Em entrevista à Rádio Nacional, o professor da Escola Politécnica da Universidade Federal do Rio de Janeiro (UFRJ) Leandro Torres Di Gregório disse que esta cheia, a maior dos últimos 80 anos no Estado, não pode ser considerada uma surpresa. “Isso aí é um cenário conhecido dos órgãos de monitoramento de alerta da Defesa Civil. Então, temos que planejar para fechar todas essas lacunas, todas essas brechas, que ainda dão margem a acontecer em falhas, morrerem pessoas”, declarou.

O professor Paulo Artaxo, do Instituto de Física da Universidade de São Paulo (USP) e membro do Painel Intergovernamental sobre Mudanças Climáticas, afirmou ao Estadão que é possível creditar a tragédia no Rio Grande do Sul ao agravamento da crise climática. As declarações dele e de outros estudiosos podem ser vistas nesta checagem do Verifica sobre negacionismo climático em meio à tragédia no Rio Grande do Sul.

Publicações empilham afirmações já desmentidas

Não é apenas de negacionismo científico que vivem os conspiracionistas da catástrofe. Pelo menos dois vídeos que viralizaram no Instagram e no WhatsApp recorrem, juntos, a mais de uma dezena de alegações que já foram desmentidas ao longo dos últimos dias. Eles falam de centenas de corpos boiando, de exigência de nota fiscal para caminhões com doações, veículos barrados nas estradas, e até jet-skis escondidos para não serem usados nos salvamentos.

Leitores do Verifica podem pedir a checagem de conteúdos pelo WhatsApp, no número (11) 97683-7490.

Veja o que se sabe sobre as alegações:

  • Nem o presidente Lula, nem o governador Eduardo Leite tomaram qualquer medida rápida e emergencial com relação à chuva

Não é bem assim. No dia 30 de abril, quando aumentou a chuva e foram emitidos os alertas de risco alto para enchentes e inundações, o governo do Rio Grande do Sul acionou um gabinete de crise, enquanto a Defesa Civil passou a alertar as pessoas sobre os riscos. Também no dia 30, a Força Aérea Brasileira (FAB) passou a atuar no resgate de pessoas ilhadas e em locais de risco. As ações começaram à noite, pela cidade de Santa Maria.

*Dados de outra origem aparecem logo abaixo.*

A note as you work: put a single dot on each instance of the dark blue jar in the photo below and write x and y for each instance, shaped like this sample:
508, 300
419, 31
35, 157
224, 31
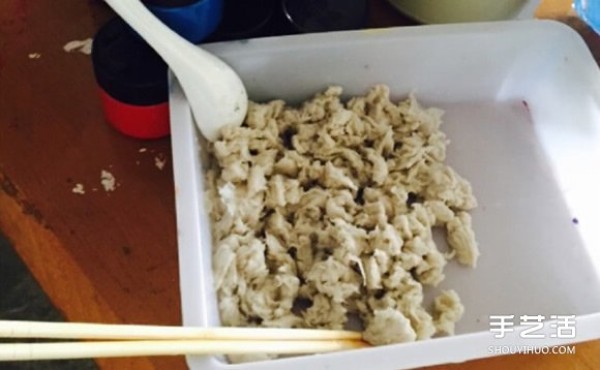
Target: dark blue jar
192, 19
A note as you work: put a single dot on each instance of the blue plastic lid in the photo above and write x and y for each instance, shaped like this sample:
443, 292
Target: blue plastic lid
589, 11
192, 19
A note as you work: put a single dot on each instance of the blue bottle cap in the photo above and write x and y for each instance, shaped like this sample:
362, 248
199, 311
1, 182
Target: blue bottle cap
192, 19
589, 11
305, 16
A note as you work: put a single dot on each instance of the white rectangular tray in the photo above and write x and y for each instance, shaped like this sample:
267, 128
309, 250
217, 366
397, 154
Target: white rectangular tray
522, 103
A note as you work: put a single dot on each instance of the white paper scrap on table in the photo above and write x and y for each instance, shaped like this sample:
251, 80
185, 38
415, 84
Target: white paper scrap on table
82, 46
108, 181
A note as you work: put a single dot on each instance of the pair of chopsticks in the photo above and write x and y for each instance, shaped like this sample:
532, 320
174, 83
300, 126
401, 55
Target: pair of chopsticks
110, 340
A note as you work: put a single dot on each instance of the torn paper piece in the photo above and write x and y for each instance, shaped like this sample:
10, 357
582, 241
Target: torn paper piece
82, 46
78, 189
107, 180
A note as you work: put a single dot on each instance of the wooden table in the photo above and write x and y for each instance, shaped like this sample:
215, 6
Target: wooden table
112, 256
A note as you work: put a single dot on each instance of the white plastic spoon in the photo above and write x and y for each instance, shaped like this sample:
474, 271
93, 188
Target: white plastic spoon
215, 92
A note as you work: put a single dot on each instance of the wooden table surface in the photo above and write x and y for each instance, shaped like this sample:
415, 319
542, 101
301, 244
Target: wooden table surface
112, 256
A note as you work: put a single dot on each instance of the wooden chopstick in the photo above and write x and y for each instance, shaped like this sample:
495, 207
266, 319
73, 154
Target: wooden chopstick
78, 350
38, 329
147, 340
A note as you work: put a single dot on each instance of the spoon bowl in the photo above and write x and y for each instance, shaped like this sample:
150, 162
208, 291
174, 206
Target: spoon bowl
216, 94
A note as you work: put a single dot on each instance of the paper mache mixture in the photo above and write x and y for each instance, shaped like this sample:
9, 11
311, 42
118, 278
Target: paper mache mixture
327, 209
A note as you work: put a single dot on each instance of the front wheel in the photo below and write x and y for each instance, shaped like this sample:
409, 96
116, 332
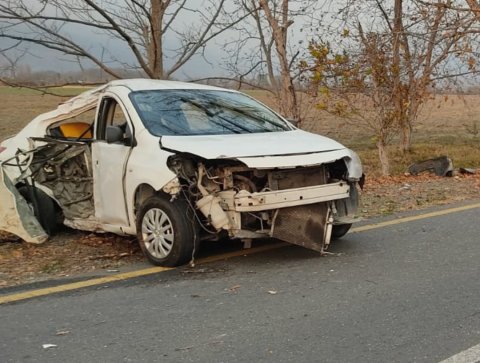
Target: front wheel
165, 234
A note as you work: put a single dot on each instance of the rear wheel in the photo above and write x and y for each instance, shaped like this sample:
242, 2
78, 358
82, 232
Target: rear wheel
165, 234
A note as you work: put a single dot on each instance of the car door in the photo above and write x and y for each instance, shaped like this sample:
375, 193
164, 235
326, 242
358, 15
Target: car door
110, 152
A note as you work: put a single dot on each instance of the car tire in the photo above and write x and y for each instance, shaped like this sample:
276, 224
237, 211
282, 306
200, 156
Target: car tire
340, 230
44, 210
165, 233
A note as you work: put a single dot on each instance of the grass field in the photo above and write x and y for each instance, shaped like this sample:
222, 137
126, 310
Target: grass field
442, 128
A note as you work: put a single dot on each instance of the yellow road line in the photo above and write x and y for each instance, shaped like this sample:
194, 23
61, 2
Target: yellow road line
128, 275
153, 270
414, 218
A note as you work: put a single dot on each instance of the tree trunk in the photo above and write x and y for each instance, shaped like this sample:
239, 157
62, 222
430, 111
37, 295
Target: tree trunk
383, 156
406, 137
155, 46
288, 98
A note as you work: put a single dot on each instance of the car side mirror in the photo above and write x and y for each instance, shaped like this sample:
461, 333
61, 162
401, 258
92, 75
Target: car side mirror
293, 122
114, 134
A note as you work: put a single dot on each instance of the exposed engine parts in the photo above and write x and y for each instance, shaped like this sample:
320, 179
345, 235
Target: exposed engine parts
299, 205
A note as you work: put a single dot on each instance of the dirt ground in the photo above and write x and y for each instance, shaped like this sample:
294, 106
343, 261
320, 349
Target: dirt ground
444, 125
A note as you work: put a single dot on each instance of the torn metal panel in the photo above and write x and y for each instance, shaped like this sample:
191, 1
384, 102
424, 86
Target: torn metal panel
64, 168
17, 216
305, 226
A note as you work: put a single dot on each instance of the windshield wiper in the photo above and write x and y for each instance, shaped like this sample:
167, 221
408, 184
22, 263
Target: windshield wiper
245, 113
216, 114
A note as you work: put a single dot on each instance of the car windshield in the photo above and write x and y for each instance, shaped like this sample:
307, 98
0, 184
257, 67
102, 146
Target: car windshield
203, 112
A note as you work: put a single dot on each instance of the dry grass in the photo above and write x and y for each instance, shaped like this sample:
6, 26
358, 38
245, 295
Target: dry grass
440, 131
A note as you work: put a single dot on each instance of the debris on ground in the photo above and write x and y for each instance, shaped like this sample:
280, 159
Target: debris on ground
441, 166
48, 346
467, 171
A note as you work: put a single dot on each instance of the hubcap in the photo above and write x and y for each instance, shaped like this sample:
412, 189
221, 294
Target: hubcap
157, 233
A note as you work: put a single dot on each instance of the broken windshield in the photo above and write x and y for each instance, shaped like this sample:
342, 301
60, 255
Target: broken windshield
203, 112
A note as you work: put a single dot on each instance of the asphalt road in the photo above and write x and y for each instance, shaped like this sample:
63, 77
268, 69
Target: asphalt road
402, 293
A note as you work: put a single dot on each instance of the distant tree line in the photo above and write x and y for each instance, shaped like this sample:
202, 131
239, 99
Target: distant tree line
373, 63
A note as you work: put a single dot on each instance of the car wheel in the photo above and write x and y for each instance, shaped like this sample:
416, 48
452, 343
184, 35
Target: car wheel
340, 230
165, 234
44, 210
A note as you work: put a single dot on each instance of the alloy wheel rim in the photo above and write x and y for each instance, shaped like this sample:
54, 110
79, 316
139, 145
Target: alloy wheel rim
157, 233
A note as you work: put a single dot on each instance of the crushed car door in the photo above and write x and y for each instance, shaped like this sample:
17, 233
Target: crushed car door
110, 153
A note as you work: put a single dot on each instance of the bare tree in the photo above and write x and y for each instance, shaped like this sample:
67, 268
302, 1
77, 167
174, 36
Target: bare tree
265, 53
394, 62
161, 36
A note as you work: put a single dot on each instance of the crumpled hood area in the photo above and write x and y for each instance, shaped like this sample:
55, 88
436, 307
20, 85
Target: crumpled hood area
286, 149
251, 145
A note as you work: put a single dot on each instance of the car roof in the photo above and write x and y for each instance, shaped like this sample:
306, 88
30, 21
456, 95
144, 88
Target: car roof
144, 84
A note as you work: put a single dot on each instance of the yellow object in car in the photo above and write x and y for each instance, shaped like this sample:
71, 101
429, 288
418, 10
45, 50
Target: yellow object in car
76, 129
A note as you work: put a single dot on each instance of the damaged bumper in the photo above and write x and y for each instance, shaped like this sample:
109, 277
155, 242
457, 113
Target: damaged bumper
244, 201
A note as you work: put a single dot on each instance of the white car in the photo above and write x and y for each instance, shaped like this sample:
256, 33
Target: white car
175, 163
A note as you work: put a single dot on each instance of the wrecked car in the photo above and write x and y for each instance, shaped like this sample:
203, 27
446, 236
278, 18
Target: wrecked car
174, 164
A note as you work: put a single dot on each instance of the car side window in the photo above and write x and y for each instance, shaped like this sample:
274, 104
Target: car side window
112, 123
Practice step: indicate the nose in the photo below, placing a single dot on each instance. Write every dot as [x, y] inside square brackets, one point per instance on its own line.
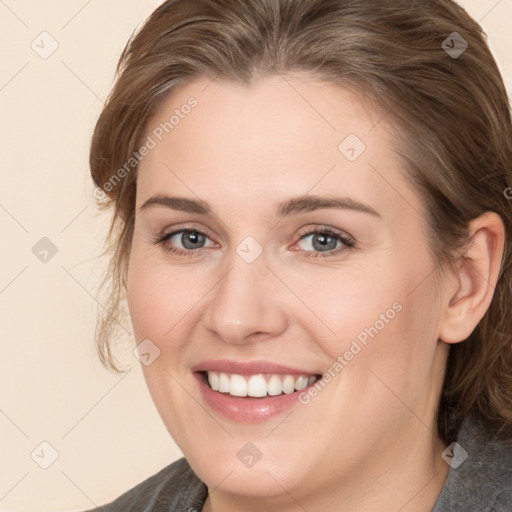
[244, 306]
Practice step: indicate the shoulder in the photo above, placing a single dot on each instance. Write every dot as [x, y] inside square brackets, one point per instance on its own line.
[481, 478]
[175, 487]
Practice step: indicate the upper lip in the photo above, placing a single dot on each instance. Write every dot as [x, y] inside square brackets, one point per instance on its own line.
[247, 367]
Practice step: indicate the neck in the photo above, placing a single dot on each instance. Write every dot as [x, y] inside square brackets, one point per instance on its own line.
[409, 477]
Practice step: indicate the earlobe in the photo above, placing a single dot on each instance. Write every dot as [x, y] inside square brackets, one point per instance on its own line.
[476, 276]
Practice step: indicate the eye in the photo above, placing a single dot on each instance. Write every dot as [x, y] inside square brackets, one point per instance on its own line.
[189, 239]
[324, 240]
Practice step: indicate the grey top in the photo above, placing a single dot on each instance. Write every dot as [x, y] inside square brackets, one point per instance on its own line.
[479, 480]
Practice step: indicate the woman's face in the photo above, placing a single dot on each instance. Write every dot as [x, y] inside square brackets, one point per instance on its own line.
[253, 295]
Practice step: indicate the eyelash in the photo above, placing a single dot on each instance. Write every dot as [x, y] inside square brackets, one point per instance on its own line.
[347, 241]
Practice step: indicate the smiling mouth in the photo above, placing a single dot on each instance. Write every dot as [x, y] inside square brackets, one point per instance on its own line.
[257, 386]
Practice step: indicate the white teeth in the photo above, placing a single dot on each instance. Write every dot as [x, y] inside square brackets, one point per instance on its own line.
[223, 383]
[289, 384]
[257, 385]
[237, 386]
[274, 386]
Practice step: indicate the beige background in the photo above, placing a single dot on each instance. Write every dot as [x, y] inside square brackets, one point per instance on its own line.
[104, 427]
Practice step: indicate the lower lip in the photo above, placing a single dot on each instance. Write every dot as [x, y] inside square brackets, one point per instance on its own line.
[247, 409]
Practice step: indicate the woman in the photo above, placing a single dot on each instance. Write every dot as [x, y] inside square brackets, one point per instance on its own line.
[312, 234]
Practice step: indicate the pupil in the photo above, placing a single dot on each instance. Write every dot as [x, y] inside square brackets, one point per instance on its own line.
[191, 238]
[323, 242]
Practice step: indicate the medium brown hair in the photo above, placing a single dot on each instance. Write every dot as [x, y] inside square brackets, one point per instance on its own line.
[451, 112]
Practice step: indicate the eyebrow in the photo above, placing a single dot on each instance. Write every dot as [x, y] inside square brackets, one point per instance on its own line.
[293, 206]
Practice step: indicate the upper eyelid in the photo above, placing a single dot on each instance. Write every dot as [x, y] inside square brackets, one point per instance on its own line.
[305, 232]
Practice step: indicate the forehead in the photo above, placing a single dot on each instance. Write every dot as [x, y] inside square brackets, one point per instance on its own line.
[280, 136]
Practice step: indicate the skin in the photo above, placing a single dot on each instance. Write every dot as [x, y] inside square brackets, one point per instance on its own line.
[368, 441]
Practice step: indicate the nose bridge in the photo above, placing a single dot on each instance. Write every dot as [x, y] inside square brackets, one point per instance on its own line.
[242, 303]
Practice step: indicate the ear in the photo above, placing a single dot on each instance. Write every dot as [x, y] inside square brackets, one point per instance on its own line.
[470, 292]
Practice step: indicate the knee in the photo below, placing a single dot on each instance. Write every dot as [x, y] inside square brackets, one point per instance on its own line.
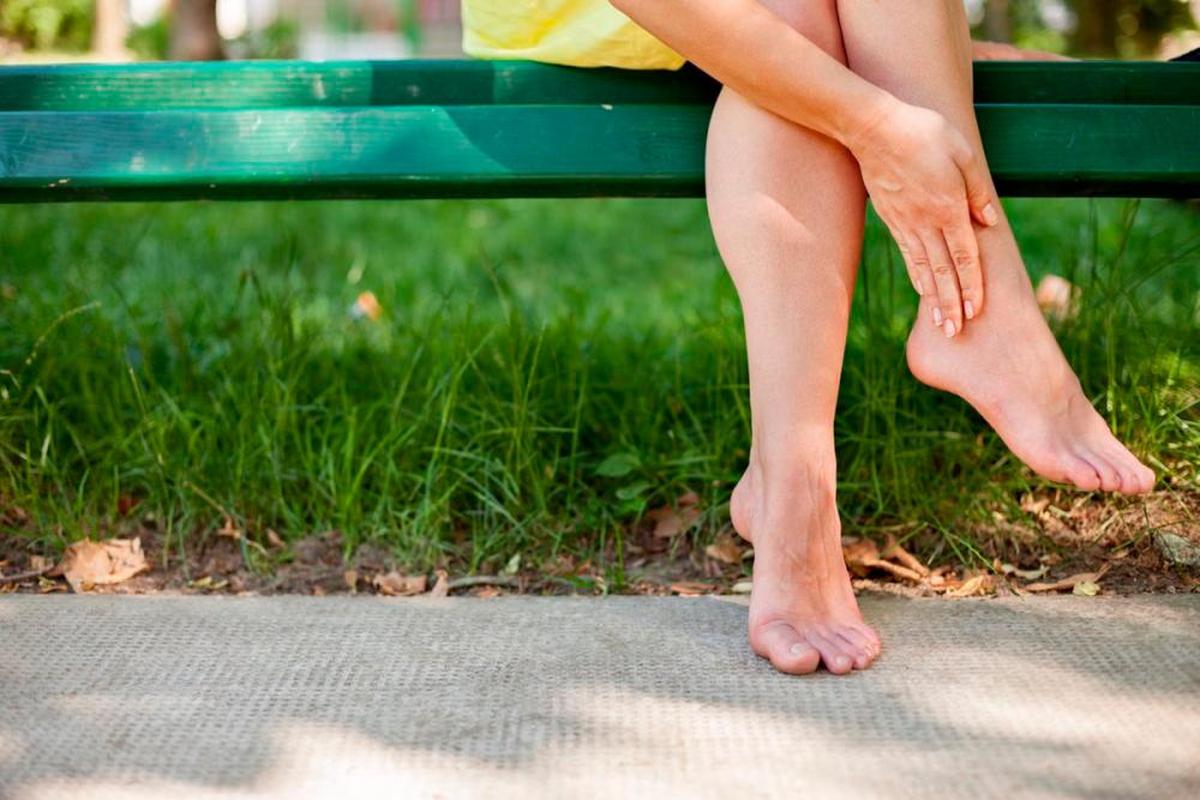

No entanto, como mostrou o Estadão, o gasto com prevenção de desastres caiu 78,4% no Brasil em uma década, enquanto os desastres, em si, custaram R$ 105 bilhões ao País em um ano. O podcast Notícia no Seu Tempo, do Estadão, mostra que o governo do Rio Grande do Sul prioriza resgates, em vez de prevenção.

Na capital, Porto Alegre, a Lei Orçamentária de 2023 não previu qualquer investimento no item “Melhoria no Sistema de Proteção contra Cheias”. A informação foi publicada pelo UOL e confirmada pelo Verifica.

  • A Polícia do Rio Grande do Sul impediu que as pessoas fizessem resgates com barcos e jet skis

Como já mostrou o Verifica, não há ações de inspeção de condutores de barcos ou veículos que queiram ajudar no socorro às vítimas, segundo a Brigada Militar e a Polícia Rodoviária do Rio Grande do Sul. O Exército esclareceu que vídeos compartilhados nas redes mostram um trabalho de organização de embarcações para evitar acidentes ou o comprometimento do resgate de vítimas. Civis não foram impedidos de fazer resgates, nem foi exigida habilitação marítima para jet skis e similares, ao contrário do que afirma um dos vídeos virais em outro trecho.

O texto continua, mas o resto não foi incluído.